Mary Delaney, CEO of Personified, CareerBuilder’s search and marketing arm, said demand for recruiters “is coming back very strongly.” Surprising even to her is that the uptick is not just in contract recruiters, but in full-time recruiting staff as well.
At The RightThing, an RPO, companies that “downsized their recruiting functions … are now looking for ways to re-build capacity and expertise quickly,” says Terry Terhark.
“We are seeing a significant surge in urgent requests to rebuild recruiting capacity,” he adds, which means relying on The RightThing’s recruiters, besides hiring their own.
When I talked to John Sumser about the improving picture for recruiters, his take was that it will be a while, maybe a long while, before the recruiting groups can get back to even.
The layoffs of the last three years pushed out so many experienced recruiters that now there may be a shortage of them.

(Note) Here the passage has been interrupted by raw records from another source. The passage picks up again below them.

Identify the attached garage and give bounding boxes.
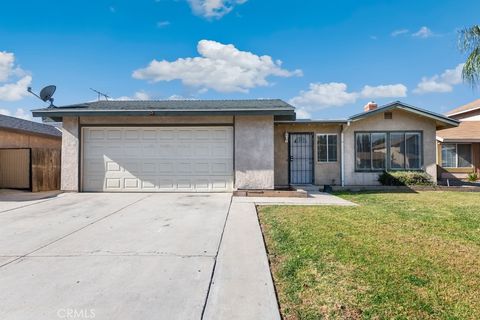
[33,99,295,192]
[82,126,233,192]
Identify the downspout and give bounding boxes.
[340,121,350,187]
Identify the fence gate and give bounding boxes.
[0,149,31,189]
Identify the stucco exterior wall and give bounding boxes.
[0,130,62,149]
[344,110,437,186]
[80,116,233,125]
[235,116,274,189]
[274,123,341,186]
[60,117,80,191]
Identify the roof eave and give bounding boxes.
[349,101,460,129]
[32,108,295,118]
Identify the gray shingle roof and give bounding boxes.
[32,99,295,118]
[0,115,62,137]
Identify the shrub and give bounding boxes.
[467,172,478,182]
[378,171,433,186]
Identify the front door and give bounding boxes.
[288,133,313,184]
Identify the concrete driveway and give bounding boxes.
[0,193,231,320]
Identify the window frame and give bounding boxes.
[315,133,338,163]
[353,130,424,172]
[440,142,473,169]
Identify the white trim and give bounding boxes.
[447,107,480,117]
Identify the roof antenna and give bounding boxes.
[90,88,110,101]
[27,85,57,108]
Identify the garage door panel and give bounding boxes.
[83,127,233,192]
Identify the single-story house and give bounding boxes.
[0,115,62,192]
[437,99,480,179]
[33,100,458,192]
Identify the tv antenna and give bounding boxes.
[90,88,110,101]
[27,85,57,108]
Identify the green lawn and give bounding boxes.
[259,191,480,319]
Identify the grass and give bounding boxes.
[259,191,480,319]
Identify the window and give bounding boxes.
[355,132,422,171]
[442,143,472,168]
[317,134,337,162]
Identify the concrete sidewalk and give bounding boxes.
[203,202,281,320]
[233,192,356,206]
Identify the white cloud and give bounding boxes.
[290,82,357,109]
[0,108,33,121]
[132,40,302,92]
[0,76,32,101]
[0,51,32,101]
[413,63,464,94]
[0,51,15,82]
[390,29,408,37]
[112,91,150,101]
[157,21,170,28]
[187,0,247,19]
[412,26,434,39]
[289,82,407,117]
[295,108,312,119]
[167,94,197,100]
[361,84,407,99]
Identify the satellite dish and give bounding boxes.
[27,85,57,108]
[40,85,57,102]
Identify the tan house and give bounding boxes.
[437,99,480,179]
[0,115,62,191]
[33,100,458,192]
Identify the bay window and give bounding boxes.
[355,132,422,171]
[442,143,472,168]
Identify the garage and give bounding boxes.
[81,126,234,192]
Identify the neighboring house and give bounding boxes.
[33,100,458,192]
[437,99,480,179]
[0,115,62,191]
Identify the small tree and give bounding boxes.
[458,25,480,87]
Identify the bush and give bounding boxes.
[467,172,478,182]
[378,171,433,186]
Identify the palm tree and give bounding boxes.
[458,25,480,87]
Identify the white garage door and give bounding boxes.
[82,127,233,192]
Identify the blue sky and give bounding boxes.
[0,0,480,119]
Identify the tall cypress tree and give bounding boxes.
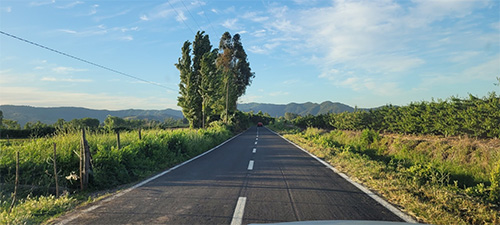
[176,31,212,128]
[175,41,200,128]
[199,49,222,128]
[217,32,254,119]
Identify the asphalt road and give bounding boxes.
[57,127,410,224]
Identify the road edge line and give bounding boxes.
[231,197,247,225]
[56,130,247,224]
[266,127,418,223]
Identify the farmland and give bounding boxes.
[273,123,500,224]
[0,125,232,224]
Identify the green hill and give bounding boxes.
[0,105,184,126]
[238,101,360,117]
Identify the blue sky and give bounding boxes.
[0,0,500,109]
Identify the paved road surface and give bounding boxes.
[57,127,410,224]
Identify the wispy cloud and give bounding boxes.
[269,91,290,97]
[57,1,84,9]
[30,0,56,6]
[52,66,87,74]
[41,77,93,83]
[88,4,99,16]
[222,18,241,30]
[0,6,12,13]
[94,9,131,22]
[0,86,178,110]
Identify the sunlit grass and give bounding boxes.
[0,126,232,224]
[270,125,500,224]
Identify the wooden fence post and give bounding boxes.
[116,130,121,149]
[80,129,85,190]
[9,151,19,213]
[80,129,90,190]
[54,142,59,198]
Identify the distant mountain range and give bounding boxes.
[0,105,184,126]
[0,101,366,126]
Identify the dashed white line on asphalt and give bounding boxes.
[231,197,247,225]
[248,160,253,170]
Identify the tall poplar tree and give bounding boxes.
[199,49,222,128]
[175,31,212,128]
[217,32,254,121]
[175,41,201,128]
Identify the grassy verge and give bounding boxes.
[270,124,500,224]
[0,126,232,224]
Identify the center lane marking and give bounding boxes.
[248,160,253,170]
[231,197,247,225]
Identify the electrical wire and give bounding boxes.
[0,30,177,91]
[181,0,203,31]
[199,2,217,35]
[167,1,196,36]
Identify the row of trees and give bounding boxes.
[175,31,254,128]
[0,111,185,138]
[292,93,500,138]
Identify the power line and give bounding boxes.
[0,30,177,91]
[198,2,217,35]
[167,1,196,36]
[181,0,202,31]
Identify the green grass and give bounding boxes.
[270,124,500,224]
[0,126,232,224]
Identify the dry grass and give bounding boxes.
[285,129,500,224]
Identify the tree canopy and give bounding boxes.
[175,31,254,128]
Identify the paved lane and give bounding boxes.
[57,127,410,224]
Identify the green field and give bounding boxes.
[0,125,232,224]
[273,124,500,224]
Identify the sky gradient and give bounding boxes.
[0,0,500,110]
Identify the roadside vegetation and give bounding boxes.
[270,93,500,224]
[0,124,232,224]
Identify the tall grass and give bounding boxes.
[272,125,500,224]
[0,126,232,224]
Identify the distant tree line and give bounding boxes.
[292,92,500,138]
[175,31,254,128]
[0,111,187,138]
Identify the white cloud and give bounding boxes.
[58,29,78,34]
[242,12,269,23]
[175,11,187,22]
[41,77,93,83]
[269,91,290,97]
[252,29,266,37]
[0,6,12,13]
[283,79,300,85]
[248,45,267,54]
[57,1,84,9]
[120,35,134,41]
[222,18,241,30]
[0,86,179,110]
[88,4,99,16]
[463,54,500,81]
[52,66,87,74]
[30,0,56,6]
[238,95,262,103]
[490,21,500,30]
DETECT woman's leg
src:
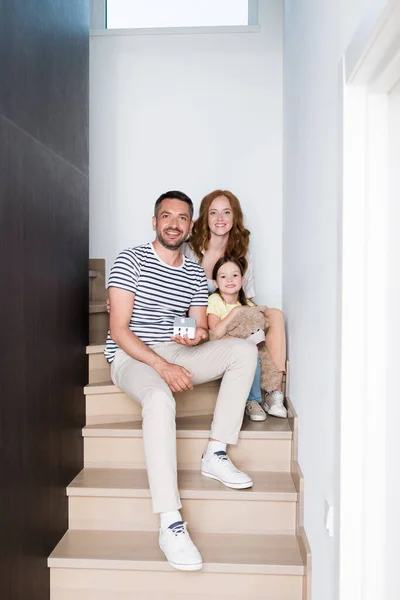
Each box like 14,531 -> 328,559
265,308 -> 286,391
247,357 -> 262,404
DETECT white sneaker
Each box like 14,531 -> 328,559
201,450 -> 253,490
246,400 -> 267,421
159,521 -> 203,571
262,391 -> 287,419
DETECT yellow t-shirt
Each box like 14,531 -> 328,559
207,294 -> 255,321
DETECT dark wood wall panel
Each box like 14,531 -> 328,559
0,0 -> 89,172
0,0 -> 89,600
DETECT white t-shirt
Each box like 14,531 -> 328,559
182,243 -> 256,298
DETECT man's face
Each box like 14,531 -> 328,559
153,198 -> 193,250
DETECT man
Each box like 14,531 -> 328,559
105,191 -> 257,571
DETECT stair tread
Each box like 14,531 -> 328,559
84,380 -> 220,395
48,530 -> 304,575
83,415 -> 293,440
67,468 -> 297,502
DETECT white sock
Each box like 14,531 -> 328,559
160,510 -> 182,531
204,441 -> 226,460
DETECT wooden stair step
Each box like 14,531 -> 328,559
83,415 -> 292,472
83,415 -> 293,440
48,530 -> 304,575
48,531 -> 305,600
84,380 -> 220,425
67,469 -> 297,502
67,469 -> 297,534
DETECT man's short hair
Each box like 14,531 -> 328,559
154,191 -> 193,220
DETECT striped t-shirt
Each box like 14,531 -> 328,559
104,243 -> 208,362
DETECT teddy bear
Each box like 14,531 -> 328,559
226,306 -> 280,392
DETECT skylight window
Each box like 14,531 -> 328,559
107,0 -> 249,29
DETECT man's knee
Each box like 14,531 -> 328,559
141,389 -> 176,420
230,338 -> 258,366
267,308 -> 285,323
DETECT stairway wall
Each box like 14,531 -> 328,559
283,0 -> 369,600
0,0 -> 89,600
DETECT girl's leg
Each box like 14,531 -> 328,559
247,357 -> 262,404
246,356 -> 267,421
265,308 -> 286,391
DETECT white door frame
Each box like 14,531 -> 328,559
339,0 -> 400,600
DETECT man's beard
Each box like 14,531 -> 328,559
156,229 -> 190,250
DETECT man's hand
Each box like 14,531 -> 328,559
154,361 -> 193,392
171,327 -> 208,346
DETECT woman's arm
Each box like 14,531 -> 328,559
207,306 -> 241,339
243,250 -> 256,298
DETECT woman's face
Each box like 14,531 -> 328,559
208,196 -> 233,235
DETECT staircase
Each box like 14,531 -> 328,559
48,260 -> 311,600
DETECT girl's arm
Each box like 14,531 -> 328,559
207,306 -> 241,339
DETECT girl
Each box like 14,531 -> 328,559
207,256 -> 286,421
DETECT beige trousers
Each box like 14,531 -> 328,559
111,338 -> 257,513
265,308 -> 286,373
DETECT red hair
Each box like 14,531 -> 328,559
188,190 -> 250,270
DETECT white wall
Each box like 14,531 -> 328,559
283,0 -> 369,600
90,0 -> 283,307
384,83 -> 400,600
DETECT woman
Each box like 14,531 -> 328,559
183,190 -> 287,418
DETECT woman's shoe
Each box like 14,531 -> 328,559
262,391 -> 287,419
246,400 -> 267,421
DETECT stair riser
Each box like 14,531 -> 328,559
89,352 -> 111,379
84,437 -> 291,472
89,313 -> 109,344
50,568 -> 303,600
69,497 -> 296,534
86,381 -> 219,425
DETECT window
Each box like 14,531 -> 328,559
107,0 -> 254,29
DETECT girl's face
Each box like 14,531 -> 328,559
215,262 -> 244,294
208,196 -> 233,235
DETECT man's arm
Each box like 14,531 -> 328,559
171,306 -> 208,346
108,287 -> 193,392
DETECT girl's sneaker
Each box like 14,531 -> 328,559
262,391 -> 287,419
246,400 -> 267,421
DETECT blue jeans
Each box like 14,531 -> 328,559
247,357 -> 262,404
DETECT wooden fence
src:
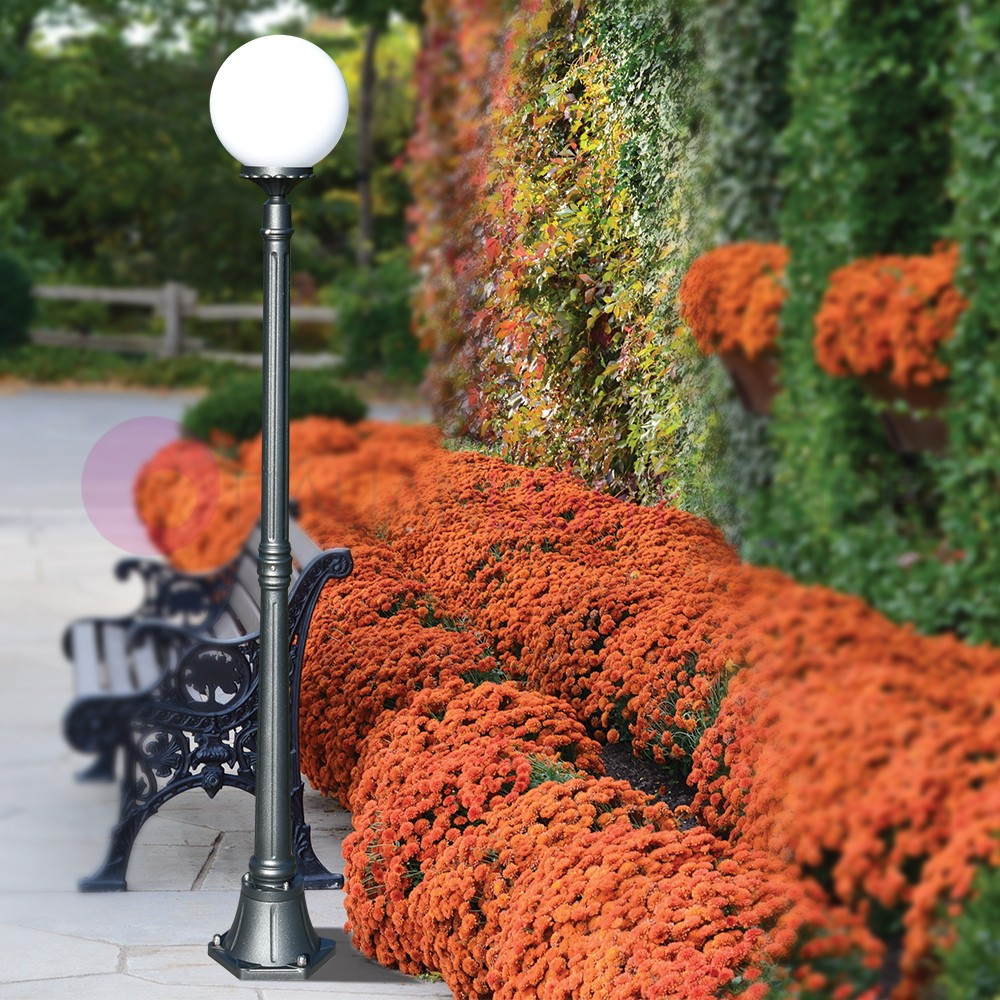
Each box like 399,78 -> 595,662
32,281 -> 337,357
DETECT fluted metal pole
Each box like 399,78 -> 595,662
208,167 -> 334,980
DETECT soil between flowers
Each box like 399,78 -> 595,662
601,743 -> 698,830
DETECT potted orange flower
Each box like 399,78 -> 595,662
680,242 -> 788,413
814,244 -> 968,453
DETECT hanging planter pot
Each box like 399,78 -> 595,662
719,351 -> 778,416
862,375 -> 948,455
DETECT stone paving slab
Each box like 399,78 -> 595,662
0,387 -> 452,1000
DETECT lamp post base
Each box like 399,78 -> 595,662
208,875 -> 336,982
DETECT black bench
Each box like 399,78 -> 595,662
63,520 -> 353,892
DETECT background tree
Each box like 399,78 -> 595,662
326,0 -> 423,270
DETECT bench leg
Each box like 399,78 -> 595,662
292,782 -> 344,889
78,809 -> 149,892
76,747 -> 115,782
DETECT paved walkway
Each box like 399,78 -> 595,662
0,387 -> 451,1000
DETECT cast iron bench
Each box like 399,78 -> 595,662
63,520 -> 353,892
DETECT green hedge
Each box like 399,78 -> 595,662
700,0 -> 795,546
701,0 -> 795,244
590,0 -> 728,520
928,856 -> 1000,1000
0,253 -> 35,350
744,0 -> 960,630
938,0 -> 1000,643
330,250 -> 427,382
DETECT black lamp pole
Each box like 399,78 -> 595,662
208,166 -> 334,980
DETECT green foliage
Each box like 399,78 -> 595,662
330,251 -> 427,382
0,253 -> 35,351
939,0 -> 1000,643
0,344 -> 244,389
181,371 -> 366,441
744,0 -> 960,630
0,7 -> 418,301
592,0 -> 727,517
691,0 -> 795,545
701,0 -> 795,244
930,868 -> 1000,1000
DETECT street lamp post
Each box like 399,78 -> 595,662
208,35 -> 348,980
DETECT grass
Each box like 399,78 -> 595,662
0,344 -> 246,389
0,344 -> 434,403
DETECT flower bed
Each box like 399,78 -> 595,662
137,421 -> 1000,998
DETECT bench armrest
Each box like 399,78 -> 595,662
114,557 -> 236,628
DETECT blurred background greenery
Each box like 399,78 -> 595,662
0,0 -> 423,380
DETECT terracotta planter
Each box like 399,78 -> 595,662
862,375 -> 948,455
719,351 -> 778,415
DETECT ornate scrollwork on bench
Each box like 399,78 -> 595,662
78,549 -> 353,891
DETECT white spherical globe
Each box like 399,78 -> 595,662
209,35 -> 348,167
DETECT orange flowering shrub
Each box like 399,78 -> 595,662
815,244 -> 968,386
344,696 -> 879,998
691,573 -> 1000,998
136,414 -> 1000,1000
680,242 -> 788,358
133,441 -> 260,570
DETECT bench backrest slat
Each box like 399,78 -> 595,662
98,626 -> 135,691
73,622 -> 107,694
229,580 -> 260,632
132,642 -> 162,691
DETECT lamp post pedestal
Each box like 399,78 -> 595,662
208,167 -> 334,980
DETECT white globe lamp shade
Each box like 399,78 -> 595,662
209,35 -> 348,169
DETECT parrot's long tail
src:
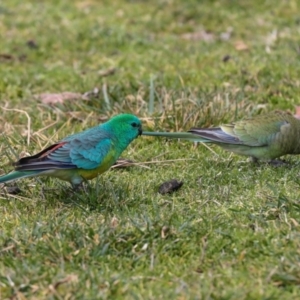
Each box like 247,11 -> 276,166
0,171 -> 42,183
142,131 -> 210,143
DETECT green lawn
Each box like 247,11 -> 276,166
0,0 -> 300,300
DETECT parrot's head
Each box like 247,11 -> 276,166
108,114 -> 142,143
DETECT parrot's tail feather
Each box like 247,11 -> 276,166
0,171 -> 41,183
189,127 -> 242,144
142,131 -> 209,142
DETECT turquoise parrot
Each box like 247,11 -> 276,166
0,114 -> 142,188
143,111 -> 300,164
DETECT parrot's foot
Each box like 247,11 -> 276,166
268,159 -> 289,167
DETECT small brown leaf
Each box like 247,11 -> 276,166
6,185 -> 22,195
234,41 -> 249,51
36,92 -> 82,104
158,179 -> 183,195
112,158 -> 134,169
181,30 -> 215,42
98,67 -> 117,77
294,105 -> 300,119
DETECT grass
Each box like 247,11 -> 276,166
0,0 -> 300,299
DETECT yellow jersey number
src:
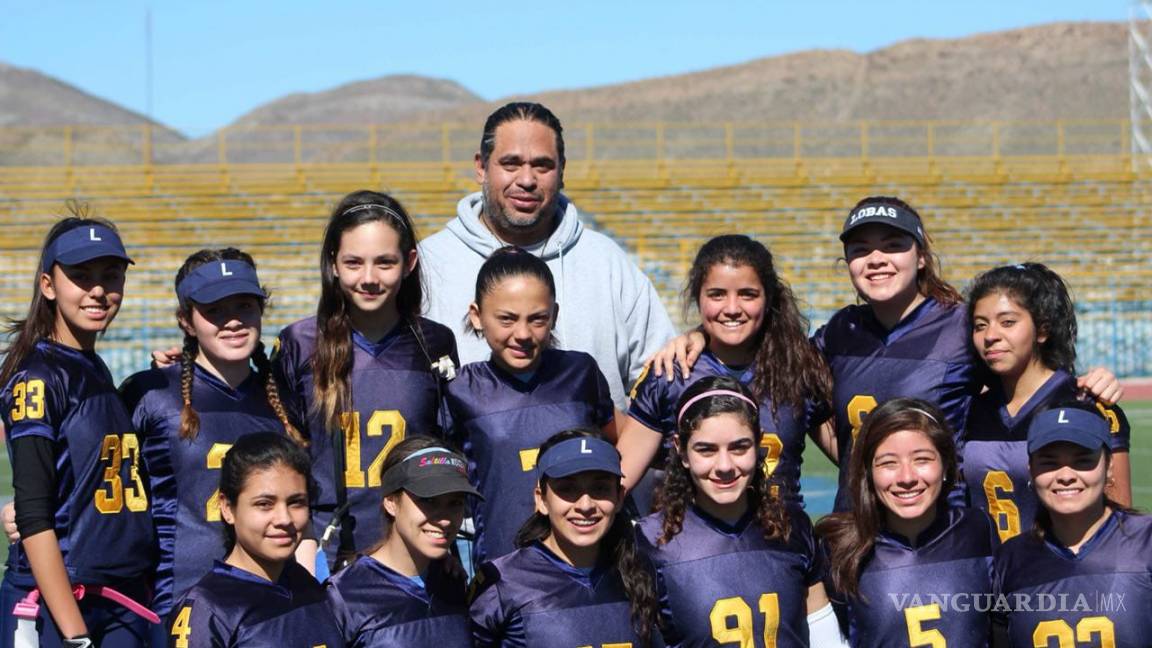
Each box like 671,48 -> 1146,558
204,443 -> 232,522
984,470 -> 1020,542
904,603 -> 948,648
12,379 -> 44,423
92,434 -> 147,515
841,394 -> 877,438
1032,617 -> 1116,648
172,605 -> 192,648
340,409 -> 407,488
708,593 -> 780,648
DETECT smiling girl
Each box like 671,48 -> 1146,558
446,247 -> 615,564
655,196 -> 1122,511
470,429 -> 658,648
619,234 -> 832,513
276,191 -> 457,564
961,263 -> 1131,541
993,401 -> 1152,647
0,213 -> 156,647
637,376 -> 839,648
817,398 -> 999,648
327,437 -> 479,648
120,248 -> 306,636
168,432 -> 344,648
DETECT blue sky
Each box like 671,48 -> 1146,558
0,0 -> 1129,136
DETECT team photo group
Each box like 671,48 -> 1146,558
0,103 -> 1152,648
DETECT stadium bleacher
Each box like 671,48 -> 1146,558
0,121 -> 1152,377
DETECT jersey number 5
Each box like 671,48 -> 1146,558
708,593 -> 780,648
92,434 -> 147,515
904,603 -> 948,648
340,409 -> 407,488
844,394 -> 877,440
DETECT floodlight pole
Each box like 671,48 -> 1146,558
1128,0 -> 1152,169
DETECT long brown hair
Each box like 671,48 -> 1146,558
0,201 -> 119,386
1029,400 -> 1140,540
848,196 -> 964,306
176,248 -> 308,446
312,190 -> 424,431
516,428 -> 660,646
657,376 -> 789,545
816,398 -> 958,597
682,234 -> 832,416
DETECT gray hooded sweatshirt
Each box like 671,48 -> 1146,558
419,193 -> 676,410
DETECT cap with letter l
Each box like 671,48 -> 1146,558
176,258 -> 268,306
1028,407 -> 1111,454
537,437 -> 623,479
840,201 -> 924,247
40,225 -> 136,272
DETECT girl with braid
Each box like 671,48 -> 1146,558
121,248 -> 308,645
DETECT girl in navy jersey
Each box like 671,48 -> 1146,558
470,429 -> 660,648
645,196 -> 1120,511
993,401 -> 1152,647
817,398 -> 999,648
447,247 -> 615,564
619,234 -> 832,513
327,436 -> 479,648
0,213 -> 158,647
960,263 -> 1131,541
120,248 -> 306,643
276,191 -> 456,564
168,432 -> 344,648
637,376 -> 839,648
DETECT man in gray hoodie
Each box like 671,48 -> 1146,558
419,103 -> 676,410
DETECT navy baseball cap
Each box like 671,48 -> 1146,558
537,437 -> 623,479
380,447 -> 484,499
840,202 -> 924,247
1028,407 -> 1112,454
176,259 -> 268,306
40,224 -> 135,272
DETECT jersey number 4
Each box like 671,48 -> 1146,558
93,434 -> 147,515
340,409 -> 407,488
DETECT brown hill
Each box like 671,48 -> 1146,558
412,23 -> 1128,123
224,75 -> 483,127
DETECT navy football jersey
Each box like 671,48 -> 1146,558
637,506 -> 824,648
813,297 -> 983,511
958,371 -> 1131,542
993,511 -> 1152,648
844,508 -> 1000,648
327,556 -> 472,648
469,543 -> 639,648
0,341 -> 153,586
120,364 -> 283,617
628,351 -> 828,503
275,317 -> 456,560
168,560 -> 344,648
446,349 -> 615,564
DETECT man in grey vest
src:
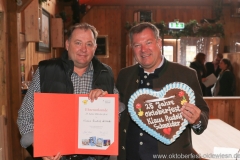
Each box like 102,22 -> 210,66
17,23 -> 118,160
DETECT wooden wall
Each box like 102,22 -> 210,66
0,1 -> 7,116
20,0 -> 60,81
64,0 -> 240,92
223,53 -> 240,96
0,0 -> 9,160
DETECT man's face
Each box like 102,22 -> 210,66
66,29 -> 97,68
132,28 -> 162,72
219,61 -> 227,70
215,57 -> 221,65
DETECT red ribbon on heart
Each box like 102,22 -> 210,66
163,128 -> 172,135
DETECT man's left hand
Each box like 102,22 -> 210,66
181,103 -> 201,124
88,89 -> 108,102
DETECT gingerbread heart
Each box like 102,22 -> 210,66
128,82 -> 195,145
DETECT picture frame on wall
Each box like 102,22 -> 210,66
19,33 -> 27,60
95,35 -> 109,58
36,8 -> 51,53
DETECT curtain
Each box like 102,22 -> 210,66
177,37 -> 220,65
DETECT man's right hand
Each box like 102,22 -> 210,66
43,153 -> 62,160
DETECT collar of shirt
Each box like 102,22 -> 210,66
139,55 -> 164,75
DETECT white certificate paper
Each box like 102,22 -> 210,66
78,97 -> 115,150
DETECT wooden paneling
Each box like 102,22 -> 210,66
22,0 -> 60,81
23,1 -> 41,42
223,53 -> 240,96
204,97 -> 240,130
81,0 -> 213,6
51,18 -> 64,48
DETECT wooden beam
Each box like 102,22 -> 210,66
17,0 -> 33,13
80,0 -> 213,6
6,0 -> 23,160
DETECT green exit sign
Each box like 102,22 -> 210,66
168,22 -> 185,29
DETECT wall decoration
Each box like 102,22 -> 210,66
36,9 -> 51,53
19,33 -> 27,60
125,19 -> 224,39
95,35 -> 109,58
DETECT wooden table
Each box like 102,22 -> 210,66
192,119 -> 240,160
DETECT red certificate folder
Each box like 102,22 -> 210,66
34,93 -> 119,157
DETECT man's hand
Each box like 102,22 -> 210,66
181,103 -> 201,124
88,89 -> 108,102
42,153 -> 62,160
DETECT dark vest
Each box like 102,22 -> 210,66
39,52 -> 114,94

With few companies hiring anyone, let alone recruiting teams, Sumser suspects that a good number of the unemployed recruiters turned to other work.
“We end up,” he said, “with an industry that needs to be trained from scratch.”
That has its downside, since companies will need to supplement their own recruiting efforts with RPOs and independents at least for a while. But it also gives employers an opportunity to realign recruiting efforts.
In fact, Qualigence CEO Stephen Lowisz has noticed companies are combining the task of sourcing with recruiting. He doesn’t say what he thinks of this, though he did note that “many companies hired ex-search professionals and created an in-house search function that has been both a cost savings, and in some instances, a documented improvement in candidate quality.”